Spotlight on Plastics Surgical Research at Middlemore Hospital, Auckland, New Zealand - Led by Dr Jon Mathy

Dr Jon Mathy is a researcher and plastic surgeon, who has been with Middlemore Hospital since 2010. He has a huge desire to improve patient care, particularly surrounding wound healing and management of surgical site infections. Dr Mathy and his co-collaborators have recently been awarded a research activation grant from the New Zealand Health Research Council (HRC) as an initial investigation into the use of anti-staphylococcal bundles in reducing post-IBBR SSIs.

Dec 03, 2020

03/12/2020

Spotlight on Plastics Surgical Research at Middlemore Hospital, Auckland, New Zealand - Led by Dr Jon Mathy

Dr Jon Mathy

Dr Jon Mathy is a researcher and plastic surgeon, who has been with Middlemore Hospital since 2010.

He has a huge desire to improve patient care, particularly surrounding wound healing and management of surgical site infections. Dr Mathy and his co-collaborators have recently been awarded a research activation grant from the New Zealand Health Research Council (HRC) as an initial investigation into the use of anti-staphylococcal bundles in reducing post-IBBR SSIs (implant-based breast reconstruction surgical site infections).

How did you get into research?

I first got into research by doing some summer research programs as a volunteer activity in college. Mostly work based on purifying and manipulating DNA, which exposed me to a lot of really good role models. That had a lot to do with getting me interested and keeping me involved in research. It then became something I carried on through university, medical school and surgical training at Stanford and Harvard, and now here and with the University of Auckland. I’m still in the process of identifying good role models here and I’m trying to act as a good role model for others. I think it’s important to have somebody to look up to.

Can you tell us about the most stand-out experience you had in doing research?

I’ll tell you about something that’s a little bit atypical.

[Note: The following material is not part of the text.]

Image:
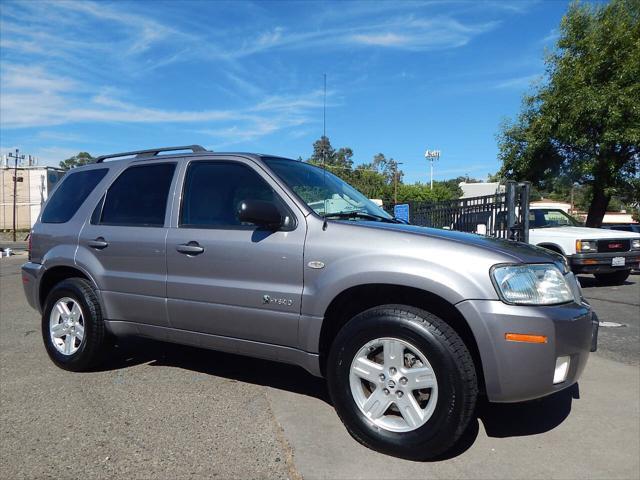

One of the most stand out experiences in research for me, was probably spending a week in-lab when I was at university. I bought a cot and I slept in the lab for the week, trying to adapt a new technology towards some cell-culture studies looking at the biology of cranial synostosis in animal models, and I never got it to work. I guess it’s a standout experience for me because I failed. I think it’s an important lesson, that failure is a significant part of research and it’s something that marks research apart from a lot of other professions, where failure is accepted. It also taught he how to ask better questions in research!

What are your core research principles (i.e. what drives you into doing research?)

Challenging norms is a core feature for me. We were told in medical school that 50% of what we were taught would have been proven wrong by the time you retire. I remember being told that as a student and it’s really stuck with me because I’ve always thought I wanted to be one of the people who would determine what was wrong and help develop new knowledge.

Another one is the patients, putting patients first. There is a lot of good data and experience to show that just by being involved in research and clinical trials, the patients do better. They get more attention, even when just following standards of care, and its particularly useful for us here in NZ and at Middlemore because it allows our patients to have access to technologies and therapies that they wouldn’t otherwise get.

Building new knowledge base and innovation is another one. Before I was a doctor I was a sculptor, I sculpted in steel and I have a Bachelor’s in Biochemistry so that involved a lot of building, both in the physical world and I guess with molecules. I carried that into medicine with a Master’s degree in Device Design. That’s another area where I think clinical research can really contribute to translational research.

For me it’s also important to mention inspiring others. Touching on what we said before, it’s good to be able to give back to the next generation, and to provide role models that inspire others to participate in and contribute to research.

The future of Plastics research; where do you think the future lies in Plastics research?

For me, in general the future holds a lot of scope and opportunity for research in plastic surgery. Plastic surgeons do a lot of innovative work clinically, but we need more translational and basic science research. My interests include surgical site infections and wound healing, so all my projects are based around that. I’m currently looking at SSIs in skin surgery and now also in implant based breast reconstruction, which are two areas where I have funding from HRC. I think they are interesting because it’s another example of how traditionally held ideas are being challenged and how there’s scope to rewrite the normal practice in a way to improve patient outcomes.

Any other thoughts you’d like to portray?

I encourage other people to do research, it’s pretty interesting. Mother nature is pretty reluctant to give up her secrets but research is a really fun and interesting way to try and advance the state of the art. I think everybody benefits from it.

 

Middlemore Clinical Trials would welcome any Plastics surgical trial feasibilities from Sponsors that they wish us to consider to: feasibility@mmclintrials.nz
Please also visit our Areas of Interest page, to view Dr Jon Mathy's bio and an up-to-date list of the investigators we work with and their areas of research interest for clinical trials.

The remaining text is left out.